The fattened $9.1 billion offer could make it harder for Family Dollar’s board to say no to a deal that analysts say would likely result in the dismantling of the suburban Charlotte, N.C., headquarters where Family Dollar employs some 1,400 corporate workers.
Family Dollar in July announced it had reached an agreement on a $74.50-per-share, cash-and-stock deal with Virginia-based Dollar Tree. But the bigger, Tennessee-based Dollar General last month offered to buy Family Dollar in a $78.50-per-share, all-cash deal – $4 a share, or 5.4 percent, higher than the Dollar Tree offer.
Family Dollar rejected Dollar General’s offer four days after receiving it; Family Dollar CEO Howard Levine cited antitrust issues, noting that the combined company would have many overlapping locations and would be more than three times bigger than Dollar Tree, its next-largest rival.
In its latest offer, Dollar General said it would now pay $80 per share, noting that that bid represents a 31.9 percent premium over Family Dollar’s closing stock price on the day before the Dollar Tree deal was announced.
Dollar General also said it would be willing to divest itself of as many as 1,500 stores rather than the 700 it initially said it would shed to avoid problems with federal antitrust regulators.
Dollar General said it was so confident in its deal that it offered to pay a $500 million reverse break-up fee to Family Dollar should antitrust regulators block it.

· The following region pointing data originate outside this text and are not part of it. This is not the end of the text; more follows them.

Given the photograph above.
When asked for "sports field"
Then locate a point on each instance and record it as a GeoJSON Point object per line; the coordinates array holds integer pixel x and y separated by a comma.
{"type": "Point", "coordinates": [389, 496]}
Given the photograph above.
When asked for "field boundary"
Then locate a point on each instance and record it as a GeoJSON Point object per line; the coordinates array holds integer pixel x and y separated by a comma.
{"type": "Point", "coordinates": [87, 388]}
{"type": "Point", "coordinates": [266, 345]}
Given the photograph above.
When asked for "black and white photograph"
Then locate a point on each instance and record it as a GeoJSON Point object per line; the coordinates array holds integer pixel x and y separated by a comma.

In a letter to Family Dollar’s board Tuesday, Dollar General CEO Rick Dreiling said his company had been “extremely disappointed” that its first bid had been rejected without discussions between the two companies.
He urged the Family Dollar board to come to the negotiating table.

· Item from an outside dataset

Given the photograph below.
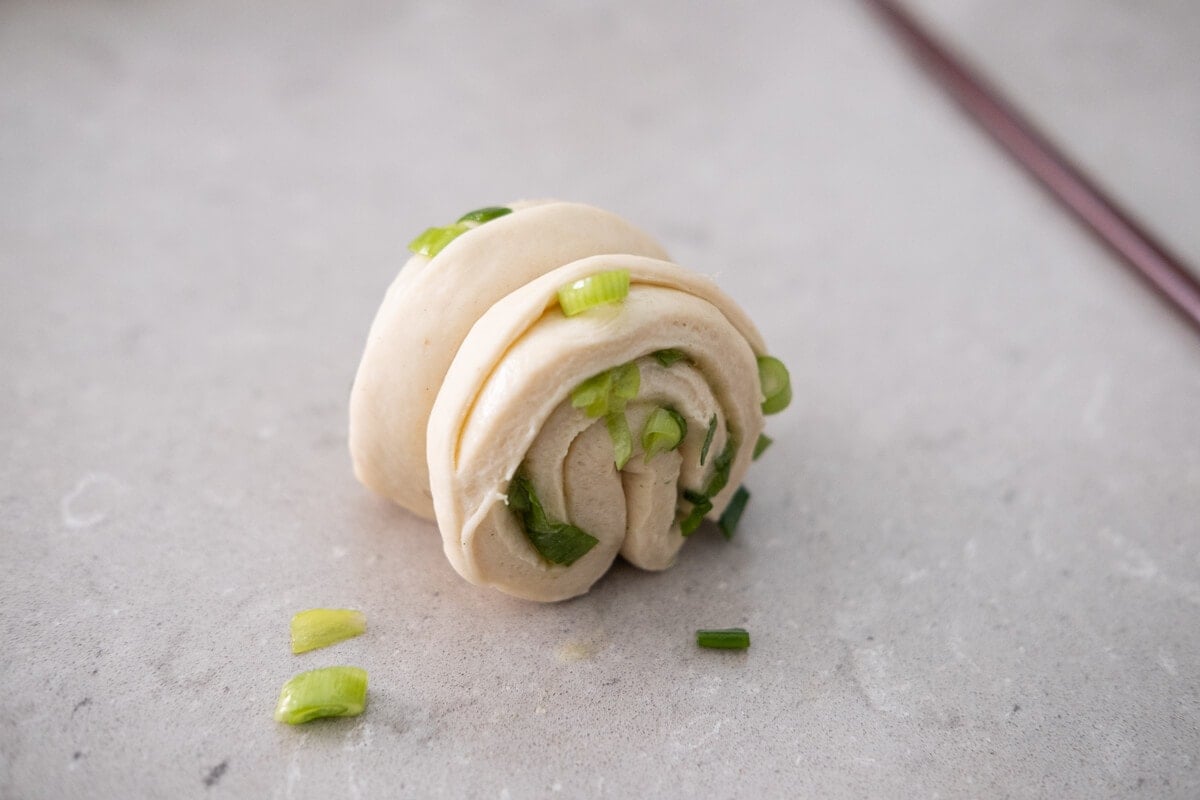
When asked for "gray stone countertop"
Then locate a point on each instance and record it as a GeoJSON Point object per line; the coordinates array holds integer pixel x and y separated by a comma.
{"type": "Point", "coordinates": [971, 566]}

“Only by engaging with us can you ensure that you have fulfilled your duty to your shareholders to be well-informed and that you have acted in the best interests of your shareholders to maximize the value of their shares,” he wrote.
Family Dollar said in a prepared statement that it had received the latest offer and would review it. The statement added: “The company’s board of directors has not changed its recommendation in support of the merger with Dollar Tree.”

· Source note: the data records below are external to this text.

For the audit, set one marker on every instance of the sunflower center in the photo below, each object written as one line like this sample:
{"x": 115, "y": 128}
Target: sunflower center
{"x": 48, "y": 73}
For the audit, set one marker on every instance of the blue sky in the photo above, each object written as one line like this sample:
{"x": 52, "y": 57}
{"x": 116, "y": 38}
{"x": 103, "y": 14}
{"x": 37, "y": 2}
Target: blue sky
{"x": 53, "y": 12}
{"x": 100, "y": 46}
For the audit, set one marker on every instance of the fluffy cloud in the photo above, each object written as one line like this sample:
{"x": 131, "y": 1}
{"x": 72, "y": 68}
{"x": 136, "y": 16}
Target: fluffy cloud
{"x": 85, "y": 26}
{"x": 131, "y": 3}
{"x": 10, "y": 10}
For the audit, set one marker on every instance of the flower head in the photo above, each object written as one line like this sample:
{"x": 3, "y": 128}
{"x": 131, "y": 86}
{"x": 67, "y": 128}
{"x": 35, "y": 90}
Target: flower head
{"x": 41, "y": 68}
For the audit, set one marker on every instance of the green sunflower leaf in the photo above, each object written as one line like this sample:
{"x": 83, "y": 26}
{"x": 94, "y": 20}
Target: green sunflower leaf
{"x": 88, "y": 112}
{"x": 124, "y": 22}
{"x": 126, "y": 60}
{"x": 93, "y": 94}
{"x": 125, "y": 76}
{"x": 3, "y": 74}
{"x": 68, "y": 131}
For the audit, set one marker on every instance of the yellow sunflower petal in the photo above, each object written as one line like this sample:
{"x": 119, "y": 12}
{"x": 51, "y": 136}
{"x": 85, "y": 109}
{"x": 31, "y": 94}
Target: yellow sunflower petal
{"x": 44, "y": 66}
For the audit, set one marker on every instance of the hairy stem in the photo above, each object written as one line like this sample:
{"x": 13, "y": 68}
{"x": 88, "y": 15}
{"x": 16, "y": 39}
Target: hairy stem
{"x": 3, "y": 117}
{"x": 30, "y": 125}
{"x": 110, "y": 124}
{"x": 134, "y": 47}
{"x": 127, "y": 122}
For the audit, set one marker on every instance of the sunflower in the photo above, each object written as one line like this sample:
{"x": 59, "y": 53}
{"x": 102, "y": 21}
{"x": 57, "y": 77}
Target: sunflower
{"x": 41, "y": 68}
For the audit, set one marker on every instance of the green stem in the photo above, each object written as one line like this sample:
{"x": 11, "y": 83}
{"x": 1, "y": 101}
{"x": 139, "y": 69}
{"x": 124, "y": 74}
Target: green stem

A spokesman for Dollar Tree said the company had no comment.
The latest Dollar General offer “more than adequately” addresses the antitrust concerns, BB&T Capital Markets analyst Anthony Chukumba and associate Dan Cannata wrote in a research note Tuesday.
“We think Family Dollar’s board will be hard pressed to justify rejecting Dollar General’s revised offer without risking backlash from its shareholders,” they wrote. “We would not be surprised to see Dollar Tree simply walk away if Family Dollar agrees to the Dollar General offer.”
Dollar Tree and Family Dollar have very different retail strategies – everything at Dollar Tree sells for $1, while Family Dollar has many price points. Dollar General, on the other hand, has a business model virtually identical to Family Dollar’s. Analysts have said that means more duplicate functions could be cut in a merger, likely at the Matthews headquarters.
The proposed Dollar Tree deal, announced July 28, envisions Dollar Tree and Family Dollar keeping many of the corporate jobs in suburban Charlotte. Levine would stay on at the combined company for at least two years, reporting to Dollar Tree CEO Bob Sasser. Dollar Tree also plans to keep the Family Dollar name on many of the combined company’s stores.
Dollar General hasn’t said what it might do with the Family Dollar headquarters jobs or the Family Dollar name, or what Levine’s role would be.